Physical characteristics
- Mass: 1.6×10^{6} M_{☉}
- Radius: 4.8
- Tidal radius: 88.8 ly (27.23 pc)
- Metallicity: [Fe/H] = −0.53 dex
- Estimated age: 13−13.7 Gyr
- Other designations: GCl 78, CD−37° 11916, CPD−37° 7530, HD 161968

= NGC 6441 =

Globular cluster in Scorpius

NGC 6441, sometimes also known as the Silver Nugget Cluster, is a globular cluster in the southern constellation of Scorpius. It was discovered by the Scottish astronomer James Dunlop on May 13, 1826, who described it as "a small, well-defined rather bright nebula, about 20″ in diameter". The cluster is located 5 arc minutes east-northeast of the star G Scorpii, and is some 43,000 light-years from the Sun.

This is one of the most massive and luminous globular clusters in the Milky Way, with an estimated 1.6 million solar masses of stars.
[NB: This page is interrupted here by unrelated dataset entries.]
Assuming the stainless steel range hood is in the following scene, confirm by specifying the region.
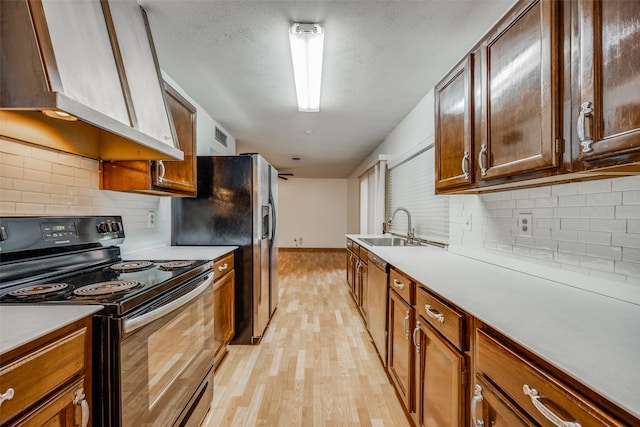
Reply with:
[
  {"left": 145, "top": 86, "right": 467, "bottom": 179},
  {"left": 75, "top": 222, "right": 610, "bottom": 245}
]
[{"left": 0, "top": 0, "right": 183, "bottom": 160}]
It is located in the bulge of the galaxy at a distance of 3.9 kpc from the core, and is considered metal "rich". That is, it has a relatively high abundance of elements with higher mass than helium. The core region of the cluster subtends an angle of 0.11 arc minutes, compared to the half-mass radius of 0.64 arc minutes. The density of stars in the core region is indicated by the luminosity density: 5.25 L_{☉} pc^{−3}. The cluster has a half-light radius of 2.18 pc.

This cluster has an abnormally large number of RR Lyrae variables—68 candidates as of 2006, and their periods are longer than is typical for their respective metallicities. (The mean period for the cluster's RRab stars is 0.759 day.) There are also several type II Cepheid stars, which is unusual given the high metallicity of this cluster. Examination of the red giant branch section of the color-magnitude diagram suggests that there are at least two and possibly three distinct populations in the cluster. The brightest and higher temperature members of the red clump stars are more concentrated toward the center of the cluster. This group may be a helium-enriched second generation of stars.

The cluster contains at least four millisecond pulsars, of which two are in binary systems. One of these binaries, PSR J1750−37A, is in a highly eccentric orbit with an eccentricity of 0.71. The cluster has an X-ray burster, X1746-370, which has the longest period known in any globular cluster and is consistent with the galaxy as a whole. Finally, there is a planetary nebula, JaFu 2, one of only four planetary nebulas known to inhabit globular clusters in the Milky Way.

==Possible central black hole==
According to a study from 2021, the cluster's core may contain an intermediate-mass black hole with a mass of up to 13,200 M⊙.